Aqui é onde começo a me identificar como uma mulher perdida, perdida na sexualidade. Tinha um grande desejo de explorar minha sexualidade com outro corpo, mas não sabia como fazer, não sabia seduzir, até que consegui convencer um amigo para que estivesse comigo em minha exploração sexual. Ele já tinha experiência, mas não queria explorar a sexualidade comigo, porque me via como uma irmãzinha. Foi difícil convencê-lo, mas logo milhares de dúvidas chegaram a mim. Comecei a me perguntar por que tenho que convencê-lo? Logo: a atração sexual não se dá de maneira natural? Será que o fato de que eu seja persuasiva com meu amigo para conseguir minha exploração forçará o momento e fará com que seja menos agradável? Porém todas essas dúvidas passaram a um segundo plano já que meu objetivo principal era fazer sexo. Tivemos uma longa conversa sobre relações sentimentais, expressei que minha necessidade não era ter especificamente um namorado e tampouco significava que estivesse apaixonada por ele, porque meu interesse mais além do namoro e do amor era a sexualidade e o desejo. Meu amigo, um homem lindo, de bons sentimentos e grande amor, consentiu esta combinação mútua. Realizamos um ritual um pouco romântico para fazer com que eu me sentisse bem. Depois disso, pensei que ia me apaixonar por ele (muitas amigas de minha idade e minhas primas diziam que se apaixonaram pelo seu primeiro parceiro sexual). Isso não aconteceu comigo, talvez não me apaixonei por meu amigo porque meu interesse não era o amor, mas a sexualidade.
Logo tive novas experiências sexuais e amorosas. Me apaixonei, me apaixonei muitas vezes. Entretanto, com o tempo, descobri que muitos dos homens que conhecia eram menos cuidadosos e menos amorosos do que pensava, e tinham uma ideia de sexualidade baseada em sua própria satisfação. Isso me desanimou.

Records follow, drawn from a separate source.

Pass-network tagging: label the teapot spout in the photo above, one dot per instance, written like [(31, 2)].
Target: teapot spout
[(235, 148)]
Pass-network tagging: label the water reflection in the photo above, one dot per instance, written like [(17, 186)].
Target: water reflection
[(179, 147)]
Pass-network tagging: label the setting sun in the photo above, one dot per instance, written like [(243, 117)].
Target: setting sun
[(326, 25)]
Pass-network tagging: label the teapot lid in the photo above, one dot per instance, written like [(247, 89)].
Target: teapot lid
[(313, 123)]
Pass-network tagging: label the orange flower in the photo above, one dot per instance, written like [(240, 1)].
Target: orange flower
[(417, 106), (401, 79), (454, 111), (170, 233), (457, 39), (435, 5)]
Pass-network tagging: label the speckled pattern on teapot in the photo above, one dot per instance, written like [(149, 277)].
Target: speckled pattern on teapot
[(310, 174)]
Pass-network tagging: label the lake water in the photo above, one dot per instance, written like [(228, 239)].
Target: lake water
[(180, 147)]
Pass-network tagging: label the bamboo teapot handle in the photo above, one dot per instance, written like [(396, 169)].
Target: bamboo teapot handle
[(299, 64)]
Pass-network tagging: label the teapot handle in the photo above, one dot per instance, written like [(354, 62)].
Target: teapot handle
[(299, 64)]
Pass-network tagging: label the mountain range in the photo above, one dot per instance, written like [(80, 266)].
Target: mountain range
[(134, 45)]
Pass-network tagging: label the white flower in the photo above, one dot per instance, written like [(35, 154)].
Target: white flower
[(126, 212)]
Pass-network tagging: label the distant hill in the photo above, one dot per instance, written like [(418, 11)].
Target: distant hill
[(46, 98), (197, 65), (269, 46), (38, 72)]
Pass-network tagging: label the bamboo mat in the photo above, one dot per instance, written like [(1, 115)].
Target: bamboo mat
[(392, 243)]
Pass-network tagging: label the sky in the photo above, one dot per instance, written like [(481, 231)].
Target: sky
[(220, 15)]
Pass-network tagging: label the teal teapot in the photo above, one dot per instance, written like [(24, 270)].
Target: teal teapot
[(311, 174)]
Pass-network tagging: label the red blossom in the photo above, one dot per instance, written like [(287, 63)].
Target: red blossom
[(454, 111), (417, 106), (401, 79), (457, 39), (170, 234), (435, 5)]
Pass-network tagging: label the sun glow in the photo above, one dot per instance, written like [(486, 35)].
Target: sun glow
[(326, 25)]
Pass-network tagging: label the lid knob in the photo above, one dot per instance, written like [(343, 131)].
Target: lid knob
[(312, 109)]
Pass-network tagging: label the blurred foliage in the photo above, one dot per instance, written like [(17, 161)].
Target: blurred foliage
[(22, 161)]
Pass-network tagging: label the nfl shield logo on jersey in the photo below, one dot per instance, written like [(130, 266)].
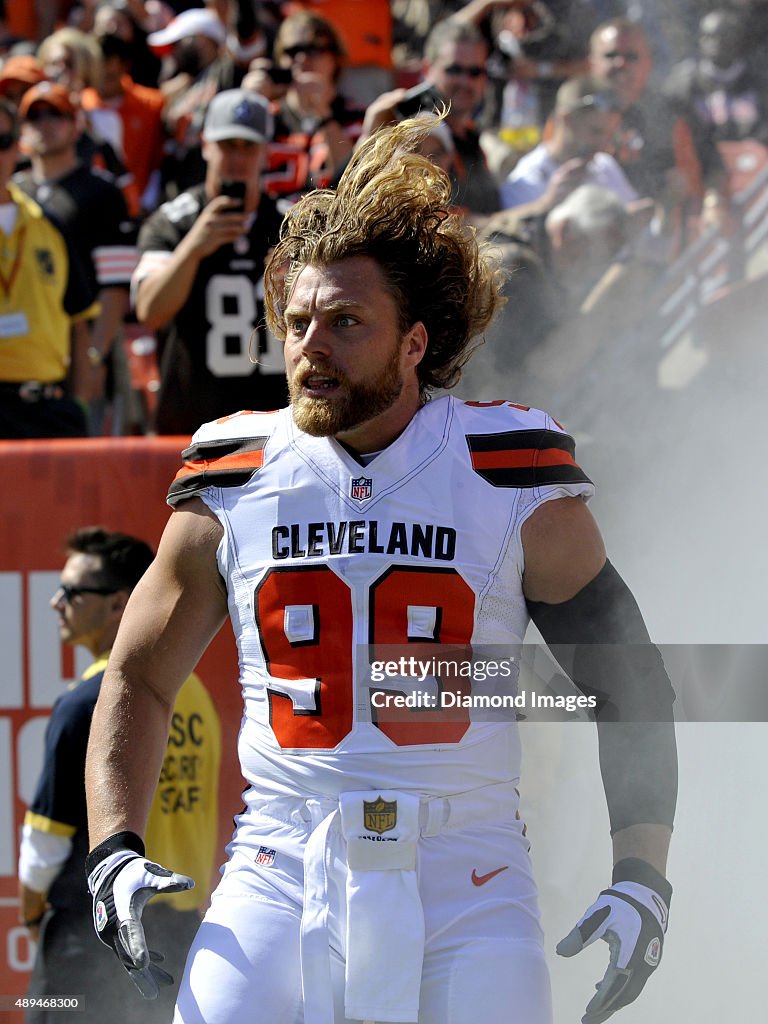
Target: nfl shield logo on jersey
[(379, 815), (361, 487)]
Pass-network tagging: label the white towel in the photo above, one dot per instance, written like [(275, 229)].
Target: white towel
[(385, 920)]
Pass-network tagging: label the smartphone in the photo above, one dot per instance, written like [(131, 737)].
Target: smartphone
[(280, 76), (235, 189), (421, 97)]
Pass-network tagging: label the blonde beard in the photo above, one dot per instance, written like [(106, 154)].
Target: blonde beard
[(360, 402)]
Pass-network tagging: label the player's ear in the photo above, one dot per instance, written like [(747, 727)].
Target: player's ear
[(415, 343)]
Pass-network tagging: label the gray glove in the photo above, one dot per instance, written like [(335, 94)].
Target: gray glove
[(122, 883), (632, 919)]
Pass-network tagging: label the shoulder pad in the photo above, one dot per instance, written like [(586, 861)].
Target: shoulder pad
[(223, 453), (217, 463), (520, 448)]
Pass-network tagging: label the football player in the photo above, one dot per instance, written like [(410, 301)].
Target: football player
[(380, 869)]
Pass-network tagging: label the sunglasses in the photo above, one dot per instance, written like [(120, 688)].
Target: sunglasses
[(38, 114), (69, 592), (631, 56), (592, 102), (472, 71), (308, 49)]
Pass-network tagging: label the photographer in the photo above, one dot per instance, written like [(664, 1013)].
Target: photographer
[(199, 281), (314, 126), (454, 75)]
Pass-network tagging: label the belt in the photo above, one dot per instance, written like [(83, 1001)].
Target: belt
[(432, 817), (31, 390)]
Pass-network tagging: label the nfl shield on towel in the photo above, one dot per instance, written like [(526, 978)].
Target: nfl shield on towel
[(361, 487), (379, 815)]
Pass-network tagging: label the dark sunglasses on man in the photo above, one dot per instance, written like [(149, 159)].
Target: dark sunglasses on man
[(70, 592)]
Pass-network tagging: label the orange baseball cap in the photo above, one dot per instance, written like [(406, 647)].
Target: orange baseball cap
[(53, 94)]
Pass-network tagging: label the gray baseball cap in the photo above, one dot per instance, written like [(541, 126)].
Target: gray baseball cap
[(238, 114)]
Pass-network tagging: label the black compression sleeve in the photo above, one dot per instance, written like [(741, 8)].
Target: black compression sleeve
[(600, 640)]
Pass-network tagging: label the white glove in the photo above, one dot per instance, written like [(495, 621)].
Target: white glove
[(632, 919), (122, 883)]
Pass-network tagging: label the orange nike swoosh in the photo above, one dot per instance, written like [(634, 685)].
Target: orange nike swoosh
[(480, 880)]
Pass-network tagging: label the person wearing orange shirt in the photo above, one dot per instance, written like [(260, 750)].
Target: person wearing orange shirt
[(135, 112)]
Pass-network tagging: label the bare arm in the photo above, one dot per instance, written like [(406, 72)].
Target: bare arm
[(563, 553), (171, 616), (161, 295)]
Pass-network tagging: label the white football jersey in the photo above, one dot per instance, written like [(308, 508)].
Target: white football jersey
[(333, 567)]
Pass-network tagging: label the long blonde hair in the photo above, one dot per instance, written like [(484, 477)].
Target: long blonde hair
[(393, 205)]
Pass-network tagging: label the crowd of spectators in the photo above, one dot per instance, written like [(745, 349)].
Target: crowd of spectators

Em alguns casos, sentia culpa ou que não era tão sensual, ou que meu corpo e minha expressão sexual não eram suficientes. É terrível como o egoísmo dos homens afeta diretamente a mulheres. A violência psicológica relacionada com a sexualidade gera inseguranças físicas e emocionais. Em 2016, conheci um homem que fazia parte de um processo de comunicação popular, um homem que não era muito atraente, mas que me atraía.
Contei a meus amigos mais próximos que tinha vontade de me aproximar dele, para saber se eu gostava dele ou era apenas curiosidade sexual. Eu, como sempre, tomei a iniciativa de paquerá-lo, ao que ele respondeu de maneira positiva e, prontamente, conseguimos ter um momento de intimidade juntos. Minhas expectativas não eram muito altas, contudo, foi o momento mais decepcionante de minha vida. Desde esse momento, aquele homem para mim é conhecido como o “sem pênis”; o que mais me decepcionou é que, por estar voltado para sua própria satisfação sexual, nunca senti seu sexo, nunca tirou minha roupa e nunca despertou em mim o desejo. Foi a experiência mais horrível de minha vida e, por isso, decidi apagá-la de minha mente.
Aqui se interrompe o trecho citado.